De Architectura (On Architecture) is a treatise on architecture written between 30 and 15 BC by the Roman architect and military engineer Marcus Vitruvius Pollio.
A Model Through Times.
As the only treatise on architecture to have survived from antiquity, De Architectura has been regarded as the first book on architectural theory. It’s based on Vitruvius’ own experience, as well as on theoretical works by famous Greek architects. The treatise covers almost every aspect of architecture but has its limits since it tells primarily about Greek models, from which Roman architecture was soon about to depart to serve the new needs of proclaiming a new empire.
De Architectura is devoted to urban planning and architecture in general. The treatise is divided into 10 books: building materials; the building of temples and the use of Greek orders; public buildings (theaters, baths); private buildings; floors and moldings; hydraulics; clocks, measurements, and astronomy; civil and military engines.
The book deals not only with architecture, but also with art, natural history, and building technology, and it is purely Hellenistic in nature, as Vitruvius did not accept modern architecture.
De Architectura is divided into 10 books:
- Urban planning, architecture or civil engineering in general, including the qualifications required of the architect or civil engineer.
- Construction materials: bricks, sand, lime, pozzolanic concrete; types of stone and types of stone masonry; timber.
- Temples and the orders of architecture.
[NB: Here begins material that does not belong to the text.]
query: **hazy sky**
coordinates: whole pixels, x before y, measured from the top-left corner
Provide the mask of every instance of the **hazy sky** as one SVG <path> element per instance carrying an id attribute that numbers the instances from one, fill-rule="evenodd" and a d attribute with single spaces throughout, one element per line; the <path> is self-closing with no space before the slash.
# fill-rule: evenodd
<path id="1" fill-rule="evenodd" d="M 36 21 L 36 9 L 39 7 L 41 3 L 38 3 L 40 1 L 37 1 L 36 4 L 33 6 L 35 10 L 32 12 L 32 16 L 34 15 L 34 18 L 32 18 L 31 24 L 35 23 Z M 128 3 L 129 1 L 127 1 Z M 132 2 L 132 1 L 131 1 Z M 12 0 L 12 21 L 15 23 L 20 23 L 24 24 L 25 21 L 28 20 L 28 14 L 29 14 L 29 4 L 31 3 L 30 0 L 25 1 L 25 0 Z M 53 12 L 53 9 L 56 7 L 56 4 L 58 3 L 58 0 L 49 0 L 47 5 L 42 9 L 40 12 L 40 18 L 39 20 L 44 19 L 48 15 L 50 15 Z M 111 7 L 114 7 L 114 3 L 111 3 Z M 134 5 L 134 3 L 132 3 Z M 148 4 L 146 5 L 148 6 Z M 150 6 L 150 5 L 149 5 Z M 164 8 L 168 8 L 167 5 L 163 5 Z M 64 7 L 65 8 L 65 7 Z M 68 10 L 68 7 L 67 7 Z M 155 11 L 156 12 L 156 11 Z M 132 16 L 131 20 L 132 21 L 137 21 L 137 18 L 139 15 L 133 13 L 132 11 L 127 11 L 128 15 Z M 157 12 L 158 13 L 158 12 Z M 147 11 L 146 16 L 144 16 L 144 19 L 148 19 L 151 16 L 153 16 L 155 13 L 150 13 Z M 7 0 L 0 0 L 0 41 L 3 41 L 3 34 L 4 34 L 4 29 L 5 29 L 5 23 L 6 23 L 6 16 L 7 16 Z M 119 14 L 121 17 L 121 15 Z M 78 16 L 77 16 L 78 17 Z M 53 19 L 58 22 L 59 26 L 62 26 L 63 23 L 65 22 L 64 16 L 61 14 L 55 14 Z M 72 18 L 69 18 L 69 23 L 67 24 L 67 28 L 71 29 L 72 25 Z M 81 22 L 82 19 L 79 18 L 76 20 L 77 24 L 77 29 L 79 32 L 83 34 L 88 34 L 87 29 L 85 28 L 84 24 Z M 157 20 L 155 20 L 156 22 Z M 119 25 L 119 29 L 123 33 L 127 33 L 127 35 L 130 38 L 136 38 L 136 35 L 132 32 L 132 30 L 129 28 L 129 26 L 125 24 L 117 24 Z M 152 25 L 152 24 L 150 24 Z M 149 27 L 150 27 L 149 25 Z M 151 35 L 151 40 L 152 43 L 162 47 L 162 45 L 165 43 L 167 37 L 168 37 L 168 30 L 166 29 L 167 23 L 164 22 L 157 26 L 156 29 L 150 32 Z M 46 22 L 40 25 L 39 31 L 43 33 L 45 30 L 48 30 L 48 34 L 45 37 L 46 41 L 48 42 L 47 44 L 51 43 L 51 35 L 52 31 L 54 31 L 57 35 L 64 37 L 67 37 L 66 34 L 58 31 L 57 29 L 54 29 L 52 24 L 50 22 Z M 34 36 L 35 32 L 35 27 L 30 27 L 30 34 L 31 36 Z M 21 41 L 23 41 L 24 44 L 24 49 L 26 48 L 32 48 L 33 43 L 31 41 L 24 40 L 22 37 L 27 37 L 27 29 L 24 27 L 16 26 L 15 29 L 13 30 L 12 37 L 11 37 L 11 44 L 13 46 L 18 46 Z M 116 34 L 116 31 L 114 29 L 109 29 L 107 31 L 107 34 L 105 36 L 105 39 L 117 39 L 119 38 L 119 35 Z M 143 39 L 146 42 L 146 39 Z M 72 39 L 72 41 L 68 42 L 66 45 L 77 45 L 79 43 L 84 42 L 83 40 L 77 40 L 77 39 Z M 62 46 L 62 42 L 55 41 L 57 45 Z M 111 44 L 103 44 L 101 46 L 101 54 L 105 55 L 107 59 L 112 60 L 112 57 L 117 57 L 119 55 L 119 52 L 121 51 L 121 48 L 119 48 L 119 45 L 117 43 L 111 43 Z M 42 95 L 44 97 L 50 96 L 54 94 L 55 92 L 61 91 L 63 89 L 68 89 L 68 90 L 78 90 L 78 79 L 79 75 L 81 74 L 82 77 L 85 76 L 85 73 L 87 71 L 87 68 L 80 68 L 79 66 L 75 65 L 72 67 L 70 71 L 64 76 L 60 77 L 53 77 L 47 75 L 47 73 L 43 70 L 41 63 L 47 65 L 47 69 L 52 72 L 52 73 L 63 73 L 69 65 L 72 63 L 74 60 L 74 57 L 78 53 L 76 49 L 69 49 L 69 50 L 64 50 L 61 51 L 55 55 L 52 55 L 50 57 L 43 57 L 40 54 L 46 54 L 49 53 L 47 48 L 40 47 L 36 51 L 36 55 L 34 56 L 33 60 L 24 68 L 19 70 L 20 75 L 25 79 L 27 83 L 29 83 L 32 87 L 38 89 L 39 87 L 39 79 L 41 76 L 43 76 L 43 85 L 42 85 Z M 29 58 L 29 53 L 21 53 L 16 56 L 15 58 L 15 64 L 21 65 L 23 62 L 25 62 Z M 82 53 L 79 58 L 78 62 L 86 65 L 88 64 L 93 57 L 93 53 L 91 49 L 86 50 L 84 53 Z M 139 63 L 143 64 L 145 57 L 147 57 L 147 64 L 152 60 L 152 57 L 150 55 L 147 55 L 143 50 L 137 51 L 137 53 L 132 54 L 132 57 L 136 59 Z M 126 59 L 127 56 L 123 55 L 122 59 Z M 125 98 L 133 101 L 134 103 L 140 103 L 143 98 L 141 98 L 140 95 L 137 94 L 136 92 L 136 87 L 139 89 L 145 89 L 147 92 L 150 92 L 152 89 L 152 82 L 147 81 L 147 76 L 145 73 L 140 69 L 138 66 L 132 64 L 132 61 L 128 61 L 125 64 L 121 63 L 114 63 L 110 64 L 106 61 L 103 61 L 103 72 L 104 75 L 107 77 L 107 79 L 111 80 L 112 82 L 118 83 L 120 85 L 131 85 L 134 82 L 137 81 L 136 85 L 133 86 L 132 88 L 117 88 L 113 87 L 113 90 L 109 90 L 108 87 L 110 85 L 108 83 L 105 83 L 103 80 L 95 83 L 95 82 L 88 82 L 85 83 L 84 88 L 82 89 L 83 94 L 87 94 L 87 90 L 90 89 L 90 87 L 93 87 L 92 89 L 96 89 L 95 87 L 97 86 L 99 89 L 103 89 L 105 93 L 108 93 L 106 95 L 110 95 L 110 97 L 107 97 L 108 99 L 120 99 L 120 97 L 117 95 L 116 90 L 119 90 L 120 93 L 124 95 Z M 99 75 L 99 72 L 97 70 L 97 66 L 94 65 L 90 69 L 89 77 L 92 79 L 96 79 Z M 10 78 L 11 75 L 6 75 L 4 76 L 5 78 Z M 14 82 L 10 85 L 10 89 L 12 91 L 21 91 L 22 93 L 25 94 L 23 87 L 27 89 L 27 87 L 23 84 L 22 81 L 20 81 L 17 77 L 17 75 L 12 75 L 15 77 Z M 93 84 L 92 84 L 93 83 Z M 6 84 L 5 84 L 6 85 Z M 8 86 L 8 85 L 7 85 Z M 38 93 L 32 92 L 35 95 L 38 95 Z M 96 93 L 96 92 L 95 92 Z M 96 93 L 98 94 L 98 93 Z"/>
- Continuation of book III.
- Civil buildings.
- Domestic buildings.
- Interior decorations and murals.
- Water supplies and aqueducts.
- Sciences that influence architecture – geometry, measurement, astronomy, sundial.
- Use and construction of machines– Roman siege machines, water mills, drainage machines, Roman technology, lifting, pneumatics.
Three Principles of Good Architecture
There are three principles of good architecture proclaimed by Vitruvius in De Architectura:
- Firmatis (Strength) – Should stand sturdy and in good condition.
- Utilitas (Utility) – It should be useful and functional for the people who use it.
- Venustatis (Beauty) – Should delight and lift people’s spirits.
The “triad” of characteristics, outlined in Book III, derives partially from Latin rhetoric (through Cicero and Varro) and has guided architects for centuries, and continues to do so today. The Roman author also described his research on the architect’s qualifications (Book I), and the types of architectural drawing.
Buildings, Machines and Human Proportions.
De Architectura is important for its descriptions of the various devices used for engineering structures, such as hoists, cranes, and pulleys, as well as military vehicles such as catapults, ballistae and siege machines. In ten chapters, Vitruvius described the construction of a sundial and water clock and the use of an aeolipile (the first steam engine) as an experiment to demonstrate the nature of the movement of atmospheric air (wind). In Book III Vitruvius also studied the proportions of man, and his canons were later coded into a very famous drawing by Leonardo da Vinci (Homo Vitruvianus, “Vitruvian Man”).